Monday, 2-March-2009. BROKE COMMUNITY UPDATE Sydney Gas advised HBGAG by an official email ( view or download PDF) that two drilling rigs will arrive at their Broke site on Monday, 9 March, 2009 to commence drilling of test water bores. An exact copy of the aerial image of the proposed drilling site follows:

This aerial photograph shows clearly the position of the existing test bores in relation to the Broke township. Unfortunately, the SGL document failed to give any detailed description of the methodology and procedures of the proposed study. What results they hope to achieve and what is their significance. All we have learned is that they will drill some water bores and presumably the level of the ground water in them. Once again, SGL failed to communicate properly with the local residence. We do not need these generalities, as everyone knows, the devil is in the detail. All we can see is that SGL operations are too close for comfort.

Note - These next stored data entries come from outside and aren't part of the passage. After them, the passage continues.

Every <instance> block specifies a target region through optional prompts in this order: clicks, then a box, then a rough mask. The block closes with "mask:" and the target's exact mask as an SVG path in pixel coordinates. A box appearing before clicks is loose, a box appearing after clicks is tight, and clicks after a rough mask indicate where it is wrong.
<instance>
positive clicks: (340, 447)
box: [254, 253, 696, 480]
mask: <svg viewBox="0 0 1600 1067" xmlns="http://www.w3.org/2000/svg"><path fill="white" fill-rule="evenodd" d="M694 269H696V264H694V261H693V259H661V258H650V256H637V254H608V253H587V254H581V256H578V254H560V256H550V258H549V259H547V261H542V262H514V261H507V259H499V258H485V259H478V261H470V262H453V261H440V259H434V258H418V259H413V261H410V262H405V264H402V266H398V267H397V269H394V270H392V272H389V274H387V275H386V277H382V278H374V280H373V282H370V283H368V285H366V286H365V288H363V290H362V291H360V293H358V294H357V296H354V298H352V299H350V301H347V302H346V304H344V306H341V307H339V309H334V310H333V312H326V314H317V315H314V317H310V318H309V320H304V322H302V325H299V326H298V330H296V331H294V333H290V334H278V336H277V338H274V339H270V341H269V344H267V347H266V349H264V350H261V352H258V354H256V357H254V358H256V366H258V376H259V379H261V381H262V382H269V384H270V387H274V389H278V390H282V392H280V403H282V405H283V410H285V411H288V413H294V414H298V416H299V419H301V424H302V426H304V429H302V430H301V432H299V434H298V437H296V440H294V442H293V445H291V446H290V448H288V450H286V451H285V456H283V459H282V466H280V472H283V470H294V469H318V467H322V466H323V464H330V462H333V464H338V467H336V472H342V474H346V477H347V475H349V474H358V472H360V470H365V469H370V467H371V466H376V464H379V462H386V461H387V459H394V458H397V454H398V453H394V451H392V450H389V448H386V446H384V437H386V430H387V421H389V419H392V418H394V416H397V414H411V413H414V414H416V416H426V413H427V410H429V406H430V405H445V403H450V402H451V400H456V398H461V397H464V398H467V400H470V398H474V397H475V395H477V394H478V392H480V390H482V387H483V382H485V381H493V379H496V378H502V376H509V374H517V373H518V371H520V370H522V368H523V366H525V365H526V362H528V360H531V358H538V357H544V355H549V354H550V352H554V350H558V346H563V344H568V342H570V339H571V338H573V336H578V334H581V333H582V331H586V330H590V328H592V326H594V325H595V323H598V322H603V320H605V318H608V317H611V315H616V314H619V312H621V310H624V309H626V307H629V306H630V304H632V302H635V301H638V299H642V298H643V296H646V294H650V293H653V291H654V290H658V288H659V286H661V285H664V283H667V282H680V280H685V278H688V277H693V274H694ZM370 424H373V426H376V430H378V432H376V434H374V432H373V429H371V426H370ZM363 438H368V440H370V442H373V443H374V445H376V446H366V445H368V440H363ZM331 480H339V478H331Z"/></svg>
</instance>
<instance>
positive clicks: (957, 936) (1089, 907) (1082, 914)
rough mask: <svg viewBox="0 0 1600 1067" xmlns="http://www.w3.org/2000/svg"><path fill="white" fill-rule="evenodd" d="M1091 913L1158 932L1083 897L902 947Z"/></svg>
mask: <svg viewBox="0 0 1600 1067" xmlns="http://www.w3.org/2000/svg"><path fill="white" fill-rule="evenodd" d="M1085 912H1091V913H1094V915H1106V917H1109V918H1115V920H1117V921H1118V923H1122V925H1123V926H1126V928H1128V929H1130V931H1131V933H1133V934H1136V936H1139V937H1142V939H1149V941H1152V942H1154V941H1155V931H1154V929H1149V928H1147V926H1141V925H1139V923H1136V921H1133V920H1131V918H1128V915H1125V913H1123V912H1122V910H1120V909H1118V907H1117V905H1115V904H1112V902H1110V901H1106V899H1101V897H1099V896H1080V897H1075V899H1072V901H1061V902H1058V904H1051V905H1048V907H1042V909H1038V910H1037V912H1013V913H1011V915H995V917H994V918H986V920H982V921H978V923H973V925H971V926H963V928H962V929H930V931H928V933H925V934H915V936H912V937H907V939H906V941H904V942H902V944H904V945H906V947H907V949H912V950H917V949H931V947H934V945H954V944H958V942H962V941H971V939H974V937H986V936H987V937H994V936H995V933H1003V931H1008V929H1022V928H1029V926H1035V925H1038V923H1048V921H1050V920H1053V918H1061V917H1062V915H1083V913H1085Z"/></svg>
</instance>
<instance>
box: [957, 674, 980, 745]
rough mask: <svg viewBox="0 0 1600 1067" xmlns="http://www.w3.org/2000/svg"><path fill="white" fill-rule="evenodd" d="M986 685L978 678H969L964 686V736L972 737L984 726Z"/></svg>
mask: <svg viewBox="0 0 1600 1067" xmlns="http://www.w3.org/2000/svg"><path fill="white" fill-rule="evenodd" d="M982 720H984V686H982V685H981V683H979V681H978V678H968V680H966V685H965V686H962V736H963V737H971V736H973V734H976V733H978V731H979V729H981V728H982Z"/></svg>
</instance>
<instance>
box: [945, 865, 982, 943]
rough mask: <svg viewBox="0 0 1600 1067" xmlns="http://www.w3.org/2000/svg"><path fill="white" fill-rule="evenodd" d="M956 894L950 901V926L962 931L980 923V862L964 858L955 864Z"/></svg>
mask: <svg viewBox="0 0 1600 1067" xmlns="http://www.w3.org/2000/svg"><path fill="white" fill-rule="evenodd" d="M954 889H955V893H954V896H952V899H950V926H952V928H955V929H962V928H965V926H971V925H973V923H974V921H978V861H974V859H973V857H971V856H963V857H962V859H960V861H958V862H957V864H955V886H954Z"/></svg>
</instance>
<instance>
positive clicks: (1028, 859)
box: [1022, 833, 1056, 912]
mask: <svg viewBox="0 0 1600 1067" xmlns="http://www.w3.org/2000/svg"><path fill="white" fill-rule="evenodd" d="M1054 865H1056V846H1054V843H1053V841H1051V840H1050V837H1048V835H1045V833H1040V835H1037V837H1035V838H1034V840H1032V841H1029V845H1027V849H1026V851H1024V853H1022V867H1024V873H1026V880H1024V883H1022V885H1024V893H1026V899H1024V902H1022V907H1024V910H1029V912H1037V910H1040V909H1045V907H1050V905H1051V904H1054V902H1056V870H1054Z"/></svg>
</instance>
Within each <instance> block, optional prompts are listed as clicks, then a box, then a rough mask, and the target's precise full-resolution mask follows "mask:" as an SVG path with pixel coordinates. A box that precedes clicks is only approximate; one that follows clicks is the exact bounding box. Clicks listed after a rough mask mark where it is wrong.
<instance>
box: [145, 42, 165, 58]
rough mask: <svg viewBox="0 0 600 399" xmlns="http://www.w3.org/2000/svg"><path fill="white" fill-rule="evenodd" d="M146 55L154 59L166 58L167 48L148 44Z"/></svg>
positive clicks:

In their document ( view or download PDF) SGL claimed that this operation is taking place "following consultation with the Bulga Community Consultative Committee (BCCC)". In fact, there was not all that much consultation, since the BCCC meeting scheduled for February, 2009 was postponed at the SGL's request. As outlined in our Gas Watch 61, 62 and 63 we are not comfortable with this operation and almost all of our questions to SGL remain unanswered.

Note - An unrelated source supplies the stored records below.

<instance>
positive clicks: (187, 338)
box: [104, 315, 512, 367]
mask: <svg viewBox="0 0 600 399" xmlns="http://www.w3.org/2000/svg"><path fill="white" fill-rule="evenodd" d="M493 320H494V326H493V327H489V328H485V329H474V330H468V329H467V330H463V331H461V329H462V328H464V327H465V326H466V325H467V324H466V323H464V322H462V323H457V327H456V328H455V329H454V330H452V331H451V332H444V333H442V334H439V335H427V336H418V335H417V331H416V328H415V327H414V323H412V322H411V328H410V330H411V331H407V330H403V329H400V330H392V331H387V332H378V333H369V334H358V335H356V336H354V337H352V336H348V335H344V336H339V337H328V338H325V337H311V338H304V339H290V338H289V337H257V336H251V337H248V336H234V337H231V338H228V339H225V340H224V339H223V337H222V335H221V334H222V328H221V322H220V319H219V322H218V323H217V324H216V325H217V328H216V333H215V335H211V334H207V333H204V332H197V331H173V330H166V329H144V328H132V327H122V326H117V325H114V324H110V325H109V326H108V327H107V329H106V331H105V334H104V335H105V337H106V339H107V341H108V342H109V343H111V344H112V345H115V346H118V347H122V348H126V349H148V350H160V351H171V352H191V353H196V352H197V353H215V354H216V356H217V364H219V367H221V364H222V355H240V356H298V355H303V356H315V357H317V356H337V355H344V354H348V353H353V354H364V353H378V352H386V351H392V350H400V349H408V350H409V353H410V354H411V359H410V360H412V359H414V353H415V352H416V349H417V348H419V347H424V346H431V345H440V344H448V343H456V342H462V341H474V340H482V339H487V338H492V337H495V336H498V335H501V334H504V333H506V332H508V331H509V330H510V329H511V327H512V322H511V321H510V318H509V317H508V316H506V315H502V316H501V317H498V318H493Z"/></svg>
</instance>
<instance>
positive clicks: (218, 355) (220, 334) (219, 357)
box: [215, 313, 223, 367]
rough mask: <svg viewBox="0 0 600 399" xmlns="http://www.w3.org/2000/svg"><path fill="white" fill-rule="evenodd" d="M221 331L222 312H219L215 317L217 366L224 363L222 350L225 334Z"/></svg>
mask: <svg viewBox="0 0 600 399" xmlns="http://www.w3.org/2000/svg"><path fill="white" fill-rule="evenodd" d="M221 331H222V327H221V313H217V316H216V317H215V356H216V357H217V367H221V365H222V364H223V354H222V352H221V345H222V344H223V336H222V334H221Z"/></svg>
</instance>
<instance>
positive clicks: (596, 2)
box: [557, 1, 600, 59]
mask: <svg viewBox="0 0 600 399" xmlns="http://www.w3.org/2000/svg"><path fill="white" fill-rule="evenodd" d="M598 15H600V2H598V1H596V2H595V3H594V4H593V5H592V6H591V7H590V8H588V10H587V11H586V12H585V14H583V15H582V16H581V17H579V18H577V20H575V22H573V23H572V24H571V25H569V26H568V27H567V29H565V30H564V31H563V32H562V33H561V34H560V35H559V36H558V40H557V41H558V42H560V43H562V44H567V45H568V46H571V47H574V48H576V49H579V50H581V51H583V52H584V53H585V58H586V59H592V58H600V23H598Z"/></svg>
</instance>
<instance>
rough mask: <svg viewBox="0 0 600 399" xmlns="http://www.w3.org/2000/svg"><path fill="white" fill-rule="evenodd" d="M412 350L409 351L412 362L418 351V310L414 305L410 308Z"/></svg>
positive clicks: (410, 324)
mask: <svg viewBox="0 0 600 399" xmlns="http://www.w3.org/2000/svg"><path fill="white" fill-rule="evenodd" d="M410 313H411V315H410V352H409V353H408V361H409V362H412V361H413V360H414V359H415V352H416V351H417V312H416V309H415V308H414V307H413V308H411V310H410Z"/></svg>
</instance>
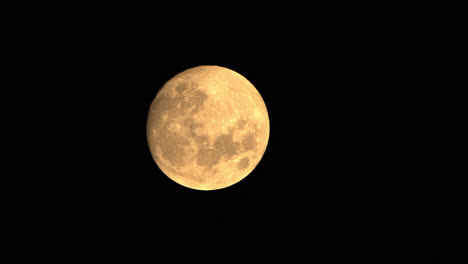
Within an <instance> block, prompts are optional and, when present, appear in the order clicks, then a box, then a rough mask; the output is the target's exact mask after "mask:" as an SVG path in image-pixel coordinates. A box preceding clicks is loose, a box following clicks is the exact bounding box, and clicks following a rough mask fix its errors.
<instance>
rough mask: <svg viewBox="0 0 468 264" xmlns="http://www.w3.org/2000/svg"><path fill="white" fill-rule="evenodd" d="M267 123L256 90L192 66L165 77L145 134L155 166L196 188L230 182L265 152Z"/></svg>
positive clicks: (207, 69)
mask: <svg viewBox="0 0 468 264" xmlns="http://www.w3.org/2000/svg"><path fill="white" fill-rule="evenodd" d="M269 133H270V123H269V119H268V112H267V109H266V106H265V103H264V101H263V99H262V97H261V96H260V94H259V93H258V91H257V89H255V87H254V86H253V85H252V84H251V83H250V82H249V81H248V80H247V79H246V78H244V77H243V76H242V75H240V74H238V73H237V72H235V71H233V70H230V69H227V68H224V67H220V66H198V67H194V68H191V69H188V70H185V71H183V72H181V73H179V74H177V75H176V76H174V77H173V78H172V79H170V80H169V81H167V82H166V83H165V84H164V86H163V87H162V88H161V89H160V91H159V92H158V93H157V95H156V98H155V99H154V101H153V102H152V103H151V106H150V110H149V114H148V121H147V137H148V144H149V148H150V150H151V154H152V156H153V158H154V160H155V161H156V164H157V165H158V167H159V168H160V169H161V170H162V171H163V172H164V174H166V175H167V176H168V177H169V178H171V179H172V180H173V181H175V182H177V183H179V184H181V185H183V186H186V187H189V188H192V189H197V190H215V189H221V188H225V187H227V186H231V185H233V184H235V183H237V182H239V181H240V180H242V179H243V178H245V177H246V176H247V175H248V174H249V173H250V172H252V170H253V169H254V168H255V167H256V166H257V164H258V163H259V162H260V159H261V158H262V156H263V154H264V153H265V150H266V146H267V143H268V138H269Z"/></svg>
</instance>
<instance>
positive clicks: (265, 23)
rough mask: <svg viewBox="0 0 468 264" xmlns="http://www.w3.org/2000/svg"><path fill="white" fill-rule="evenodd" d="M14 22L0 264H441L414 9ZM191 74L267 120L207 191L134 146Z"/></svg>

There are hundreds of horror stories from overseas where methane gas exploration went wrong (see e.g. Journey of the FORSAKEN. ) Many times people's lives, their health, homes, land and fresh water were destroyed in the process of the extraction of methane. We simply cannot understand why SGL insists on going with their coal seam methane exploration so close to our township and river,

Finally, why we are so worried about hydraulic fracturing or fraccing ? The answer is that our research has shown that this powerful technology is behind most serious environmental problems associated with the extraction of the coal seam methane and conventional or non-conventional natural gas in general. Yet the economics of the most gas projects is largely determined by the success of the hydraulic fracturing. In fact, many methane gas deposits today, including most CBM/CSM projects, would no be profitable without it. The fraccing operation involves pumping of huge quantities of a mixture of water, fine sand (proppant) and proprietary chemicals into a completed gas well under enormous pressure. This expands existing or creates new cracks (cleats) in the coal seams and surrounding geological strata. Once the pressure is released, the proppant particles stay in the cleats and thus prevent their closing. This improves the gas flows and makes the operation more profitable.

Unfortunately, there is a downside. The fraccing process uses huge quantities of water which then becomes toxic and difficult to dispose off. Typically, anything like 30 to 60 % of the fraccing fluid stays in the geological strata and may escape through any existing or new fractures and contaminate surface groundwater. Methane gas may also escape to the surface in the same way and cause harm to residents and/or vegetation. Nobody could seriously guarantee that these problems will not occur in the future on a particular site.

 

Wednesday, 20 August, 2008. Sydney Gas proposed to flare methane gas test wells less then 300 meters from the Broke primary school!